Придет день.
И по возможности прежде, чем объявленная королевой война бросит их в битву с нитиламом.
Когда придет пора воевать? Не скоро. В таком деле торопиться нельзя. Сама идея войны вызвала отчаянное сопротивление стелианцев. Об этом рассказывал Клык, получающий сообщения с родины.
Хотя сопротивлялись не все. Многие приняли сторону королевы, надеясь, что будущее освободит их от долга питать вуаль собственными жизненными силами.
– Есть новости из дома? – поколебавшись, спросила Кэроу. Она получила от Акивы несколько весточек и надеялась, что сегодня получит еще одну.
Клык кивнул.
– Двухдневной давности. Все в порядке.
– В порядке? – повторила она, горько сожалея, что не обладает способностью Зузаны выразить все чувства одним изгибом бровей. Роскошная новость. Подробнее не бывает. – Все?
– Просто отлично, – подтвердил стелианец. – Королева вернулась на Острова, вуаль исцелена, скоро сезон сновидений.
Вуаль исцелена, поскольку Акива больше не тянет из нее силы, поняла Кэроу. Жизнь потекла как прежде. А что такое сезон сновидений? Она не знала. И поинтересовалась.
– М-м… хорошее время года, – ответил Клык внезапно охрипшим голосом и отвернулся.
– Э… – уточнила Кэроу, по-прежнему не понимая. – В каком смысле хорошее?
Клык с запинкой ответил:
– Зависит от того, с кем ты его проводишь.
В этот раз глаза отвела Кэроу.
Ох.
Судя по всему, чему они стали свидетелями, у Клыка с королевой что-то было; было и прошло. Кэроу подозревала, что именно по этой причине он попросился добровольцем в Лораменди, а не вернулся с остальными стелианцами на Дальние острова.
Она натянула ботинки, убрала назад волосы, завязала их лоскутом, оторванным от одной из двух своих рубашек. Обалдеть. Привези мне резиночки, мысленно передала она Зузане. Ну почему я не синестетик?
Переодеваться из «ночного» в «дневное» Кэроу не собиралась. Даже будь у нее пижама, теперешней образ жизни переодеваний не подразумевал. Она обходилась двумя сменами одежды и каждую носила не снимая, пока обоняние не начинало протестовать. Было забавно вспоминать римский бутик, где по поручению Эстер все это было приобретено. Разумеется, уважаемые производители и думать не могли, что их товар перенесет такие путешествия. Воображаемая итальянка надела бы подобную рубашку, отправляясь с приятелем кататься на мопеде. Романтика и элегантность. Он, она, его руки на ее талии. Да, и еще стрижка а-ля Одри Хёпберн! А почему нет? Если представлять Рим, почему нельзя вспомнить Одри Хёпберн и ее стрижку?
Одно можно сказать точно: рубашка той воображаемой итальянки была без пятен от золы и пота.
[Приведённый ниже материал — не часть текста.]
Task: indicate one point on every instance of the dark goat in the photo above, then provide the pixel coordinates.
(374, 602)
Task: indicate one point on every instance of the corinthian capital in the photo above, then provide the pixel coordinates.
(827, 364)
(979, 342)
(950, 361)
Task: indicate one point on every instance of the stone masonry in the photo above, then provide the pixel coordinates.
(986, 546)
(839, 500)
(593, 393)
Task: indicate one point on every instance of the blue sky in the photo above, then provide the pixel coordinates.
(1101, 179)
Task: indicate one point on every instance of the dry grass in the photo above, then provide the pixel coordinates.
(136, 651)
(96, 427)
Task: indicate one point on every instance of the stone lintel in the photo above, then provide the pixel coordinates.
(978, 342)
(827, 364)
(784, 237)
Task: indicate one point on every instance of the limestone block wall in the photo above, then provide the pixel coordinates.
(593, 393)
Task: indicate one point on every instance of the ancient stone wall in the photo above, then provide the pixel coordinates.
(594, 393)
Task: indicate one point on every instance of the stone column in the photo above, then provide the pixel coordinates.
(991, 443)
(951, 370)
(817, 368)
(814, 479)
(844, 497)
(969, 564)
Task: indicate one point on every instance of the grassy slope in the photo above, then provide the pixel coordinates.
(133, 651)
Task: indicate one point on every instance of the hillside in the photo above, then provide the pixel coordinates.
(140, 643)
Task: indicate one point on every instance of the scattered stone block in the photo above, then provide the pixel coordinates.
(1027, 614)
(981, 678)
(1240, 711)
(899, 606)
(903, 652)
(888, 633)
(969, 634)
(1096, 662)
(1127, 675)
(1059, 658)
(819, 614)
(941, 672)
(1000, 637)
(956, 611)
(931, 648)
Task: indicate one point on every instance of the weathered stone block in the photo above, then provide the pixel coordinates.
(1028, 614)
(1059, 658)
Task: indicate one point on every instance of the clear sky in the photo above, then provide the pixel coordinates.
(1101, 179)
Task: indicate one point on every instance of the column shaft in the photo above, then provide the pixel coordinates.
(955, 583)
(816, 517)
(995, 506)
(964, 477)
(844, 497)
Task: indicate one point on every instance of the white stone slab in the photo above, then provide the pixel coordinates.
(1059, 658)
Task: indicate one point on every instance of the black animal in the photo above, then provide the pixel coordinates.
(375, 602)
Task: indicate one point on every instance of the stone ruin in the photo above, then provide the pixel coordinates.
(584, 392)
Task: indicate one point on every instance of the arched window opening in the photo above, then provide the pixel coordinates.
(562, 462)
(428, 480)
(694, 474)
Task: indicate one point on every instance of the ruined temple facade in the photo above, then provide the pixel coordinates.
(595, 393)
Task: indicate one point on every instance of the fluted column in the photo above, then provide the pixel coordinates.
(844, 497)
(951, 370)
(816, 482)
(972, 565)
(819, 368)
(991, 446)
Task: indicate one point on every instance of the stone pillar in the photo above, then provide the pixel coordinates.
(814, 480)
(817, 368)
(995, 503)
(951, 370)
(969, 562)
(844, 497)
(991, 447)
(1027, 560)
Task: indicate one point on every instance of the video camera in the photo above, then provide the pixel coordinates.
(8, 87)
Она не выцветала на солнце, ее не полоскали в речной воде.
– Окей, – сказала Кэроу, допила чай и взяла у Клыка хлеб, собираясь съесть его по дороге. – Расскажи, как дела в Астрэ.
Он принялся рассказывать. Утренний воздух пах свежестью и прохладой, вокруг раздавался смех и доносились звуки пробуждающегося лагеря. Даже детский смех: начали прибывать беженцы. В это время суток, когда землю омывали лучи рассвета, густые и сочные, как шербет, пейзаж никак нельзя было назвать бесцветными. В прозрачном утреннем воздухе Кэроу могла различить даже дальний хребет, на котором располагались потемневшие развалины храма Эллаи, хотя сами развалины отсюда видны не были.